Chick lit nonfiction. The chick-lit feel has even expanded beyond fiction. And we're not just talking about the breezy self-help books, `The Go-Girl Guide' and `How to Pee Standing Up.' Witness `Cooking for Mr. Latte,' an autobiographical story (and cookbook) by Amanda Hesser, a food writer for `The New York Times.' Hesser's book, published in May, chronicles a year in food and romance -- concluding with her marriage to a man who writes for `The New Yorker.' `The New York Times, The New Yorker. . . ' you might think it's literary nonfiction -- but then you see the hot-pink cover and the cartoonlike line drawings that portray the author and her romance.

Chick lit for young adults. "A lot of young-adult fiction is starting to be packaged like chick lit," Bewley says.

Consider the Louise Rennison series that started in 2000 with `Angus, Thongs and Full-Frontal Snogging.' The British author has written a bestselling series about teen-ager Georgia Nicolson and her Bridget Jonesian crises.

"That series has an amazingly chick-lit feel, even though the protagonist is 14 years old," Yardley says. "She's got this sense of haplessness about her."

"It's sort of like hooking fans in really early," Bewley says. "They'll grow up and start reading the twentysomething ones and the thirtysomething ones."

Chick lit about older women. Until recently, chick lit has implied that the search for identity, romance, career satisfaction and Manolo Blahniks abruptly stops at age 39 -- and most protagonists were in their 20s. But now, Yardley says, a few of the candy-colored novels star older women.

Jeanne Ray, for example, writes chick-lit romances -- such as `Step-Ball-Change' and `Eat Cake' -- that feature women in their 50s and 60s.

They're calling it "lady lit," Yardley says.

Mommy lit. In the past couple of years, some of the most popular chick-lit titles have featured the adventures of women with children. Allison Pearson's `I Don't Know How She Does It: The Life of Kate Reddy, Working Mother' was a bestseller in both Britain and America. `Babyville,' a new offering from chick lit favorite Jane Green, is making its way up the sales charts. Books of this ilk are doing for mothers, critics say, what chick lit has done for single women: They are helping women connect by exposing the secret insecurities and absurdities of motherhood.

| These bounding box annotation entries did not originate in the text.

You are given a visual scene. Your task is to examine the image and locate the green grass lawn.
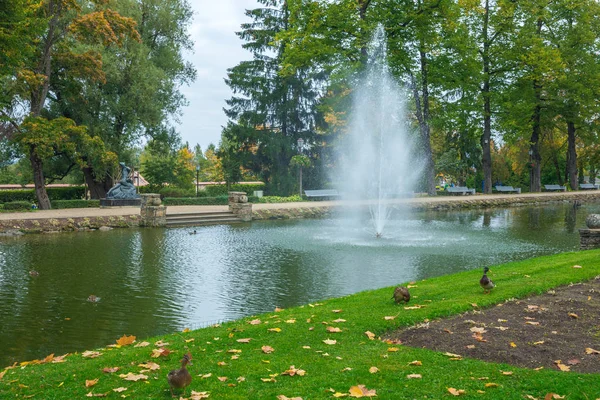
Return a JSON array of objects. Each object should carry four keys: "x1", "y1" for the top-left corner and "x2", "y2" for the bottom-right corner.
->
[{"x1": 0, "y1": 250, "x2": 600, "y2": 400}]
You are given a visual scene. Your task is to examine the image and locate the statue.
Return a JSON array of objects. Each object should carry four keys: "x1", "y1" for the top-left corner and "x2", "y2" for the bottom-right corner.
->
[{"x1": 106, "y1": 162, "x2": 140, "y2": 200}]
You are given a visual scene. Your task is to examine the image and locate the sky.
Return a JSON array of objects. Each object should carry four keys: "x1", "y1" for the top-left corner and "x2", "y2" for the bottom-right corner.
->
[{"x1": 177, "y1": 0, "x2": 258, "y2": 150}]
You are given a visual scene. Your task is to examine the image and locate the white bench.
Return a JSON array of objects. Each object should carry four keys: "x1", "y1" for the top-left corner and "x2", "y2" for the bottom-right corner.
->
[
  {"x1": 446, "y1": 186, "x2": 475, "y2": 195},
  {"x1": 496, "y1": 185, "x2": 521, "y2": 193},
  {"x1": 544, "y1": 185, "x2": 567, "y2": 192},
  {"x1": 304, "y1": 189, "x2": 340, "y2": 199}
]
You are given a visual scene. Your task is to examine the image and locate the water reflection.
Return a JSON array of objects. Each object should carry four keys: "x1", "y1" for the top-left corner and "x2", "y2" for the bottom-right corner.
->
[{"x1": 0, "y1": 204, "x2": 600, "y2": 365}]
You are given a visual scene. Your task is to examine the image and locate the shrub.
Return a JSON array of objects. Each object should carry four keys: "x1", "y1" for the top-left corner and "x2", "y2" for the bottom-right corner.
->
[
  {"x1": 163, "y1": 196, "x2": 258, "y2": 206},
  {"x1": 0, "y1": 186, "x2": 85, "y2": 203},
  {"x1": 52, "y1": 200, "x2": 100, "y2": 210},
  {"x1": 204, "y1": 183, "x2": 265, "y2": 196},
  {"x1": 158, "y1": 186, "x2": 198, "y2": 197},
  {"x1": 4, "y1": 201, "x2": 32, "y2": 210}
]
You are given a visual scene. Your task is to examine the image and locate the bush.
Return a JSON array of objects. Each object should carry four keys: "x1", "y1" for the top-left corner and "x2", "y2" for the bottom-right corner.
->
[
  {"x1": 52, "y1": 200, "x2": 100, "y2": 210},
  {"x1": 203, "y1": 183, "x2": 265, "y2": 197},
  {"x1": 258, "y1": 194, "x2": 304, "y2": 203},
  {"x1": 158, "y1": 186, "x2": 198, "y2": 197},
  {"x1": 4, "y1": 201, "x2": 33, "y2": 210},
  {"x1": 0, "y1": 186, "x2": 85, "y2": 203},
  {"x1": 163, "y1": 196, "x2": 258, "y2": 206}
]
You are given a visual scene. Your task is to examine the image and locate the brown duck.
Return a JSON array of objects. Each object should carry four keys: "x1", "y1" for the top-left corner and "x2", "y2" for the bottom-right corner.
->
[
  {"x1": 167, "y1": 353, "x2": 193, "y2": 397},
  {"x1": 393, "y1": 286, "x2": 410, "y2": 304},
  {"x1": 479, "y1": 267, "x2": 496, "y2": 293}
]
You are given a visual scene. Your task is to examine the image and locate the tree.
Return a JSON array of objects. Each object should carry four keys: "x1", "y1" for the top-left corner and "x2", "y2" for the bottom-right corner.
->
[{"x1": 222, "y1": 0, "x2": 319, "y2": 194}]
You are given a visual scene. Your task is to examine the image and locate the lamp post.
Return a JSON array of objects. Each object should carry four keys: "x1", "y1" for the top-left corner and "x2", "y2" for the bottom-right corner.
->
[
  {"x1": 298, "y1": 138, "x2": 304, "y2": 197},
  {"x1": 196, "y1": 164, "x2": 200, "y2": 197}
]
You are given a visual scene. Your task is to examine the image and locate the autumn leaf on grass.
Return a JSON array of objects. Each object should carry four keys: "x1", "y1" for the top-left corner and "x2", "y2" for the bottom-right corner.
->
[
  {"x1": 117, "y1": 335, "x2": 135, "y2": 346},
  {"x1": 150, "y1": 348, "x2": 171, "y2": 358},
  {"x1": 119, "y1": 372, "x2": 148, "y2": 382},
  {"x1": 554, "y1": 360, "x2": 571, "y2": 372},
  {"x1": 281, "y1": 365, "x2": 306, "y2": 376},
  {"x1": 81, "y1": 350, "x2": 102, "y2": 358},
  {"x1": 260, "y1": 346, "x2": 275, "y2": 354},
  {"x1": 448, "y1": 388, "x2": 467, "y2": 396},
  {"x1": 544, "y1": 393, "x2": 565, "y2": 400},
  {"x1": 190, "y1": 390, "x2": 209, "y2": 400},
  {"x1": 138, "y1": 362, "x2": 160, "y2": 371},
  {"x1": 349, "y1": 385, "x2": 377, "y2": 397},
  {"x1": 85, "y1": 378, "x2": 98, "y2": 387}
]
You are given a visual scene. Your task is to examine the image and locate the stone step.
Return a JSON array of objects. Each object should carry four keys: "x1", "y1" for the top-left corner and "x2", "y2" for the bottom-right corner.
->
[{"x1": 167, "y1": 217, "x2": 243, "y2": 227}]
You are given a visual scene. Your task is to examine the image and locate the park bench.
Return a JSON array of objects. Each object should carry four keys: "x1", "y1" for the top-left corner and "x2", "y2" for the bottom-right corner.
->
[
  {"x1": 496, "y1": 185, "x2": 521, "y2": 193},
  {"x1": 446, "y1": 186, "x2": 475, "y2": 195},
  {"x1": 544, "y1": 185, "x2": 567, "y2": 192},
  {"x1": 304, "y1": 189, "x2": 340, "y2": 200}
]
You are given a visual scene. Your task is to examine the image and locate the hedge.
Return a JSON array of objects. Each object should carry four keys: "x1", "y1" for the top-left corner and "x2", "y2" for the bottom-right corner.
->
[
  {"x1": 163, "y1": 196, "x2": 258, "y2": 206},
  {"x1": 0, "y1": 186, "x2": 85, "y2": 203},
  {"x1": 202, "y1": 183, "x2": 265, "y2": 197},
  {"x1": 3, "y1": 201, "x2": 32, "y2": 210},
  {"x1": 52, "y1": 200, "x2": 100, "y2": 210}
]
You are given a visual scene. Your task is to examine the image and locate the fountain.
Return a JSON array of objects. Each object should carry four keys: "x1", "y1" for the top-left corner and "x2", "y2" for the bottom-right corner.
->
[{"x1": 334, "y1": 25, "x2": 422, "y2": 238}]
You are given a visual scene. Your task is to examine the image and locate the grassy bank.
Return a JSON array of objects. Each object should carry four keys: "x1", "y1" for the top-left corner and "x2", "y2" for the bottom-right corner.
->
[{"x1": 0, "y1": 250, "x2": 600, "y2": 400}]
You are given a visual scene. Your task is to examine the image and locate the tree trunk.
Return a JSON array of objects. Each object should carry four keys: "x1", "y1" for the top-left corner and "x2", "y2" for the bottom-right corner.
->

The fact that chick lit has developed so many tributaries is a sign that it's here to stay, MacDonnell says. And perhaps it's time to consider the books as more than mind candy and beach reads.

"I think, certainly, these will be studied in classrooms, although I'm not sure how many [books] will actually make the canon," MacDonnell says. "I don't know how lasting any of this will be, but I also don't know if it matters very much.

"If you look back to the glory days of the American novel, in the '20s, '30s and '40s, you're really looking at Guy Lit," MacDonnell claims. "Hemingway, Fitzgerald, Faulkner and the rest of the old boys telling tales about themselves."

This time around, women's lives are getting attention, she says, and that's a good thing.

There are perennial complaints, of course, that the often inept, clothes- and man-obsessed heroines are reflecting pre-feminist ideals. Nevertheless, MacDonnell says, chick lit represents progress.

"I think what's now being called `chick lit' is a very natural outgrowth of the feminist movement," MacDonnell says -- "the fact that you have just hordes of well-educated women out there in the world" who want to read books about themselves.

If authors and publishers successfully diversify the books and their readers, she says, "chick lit, in my opinion, is here to stay."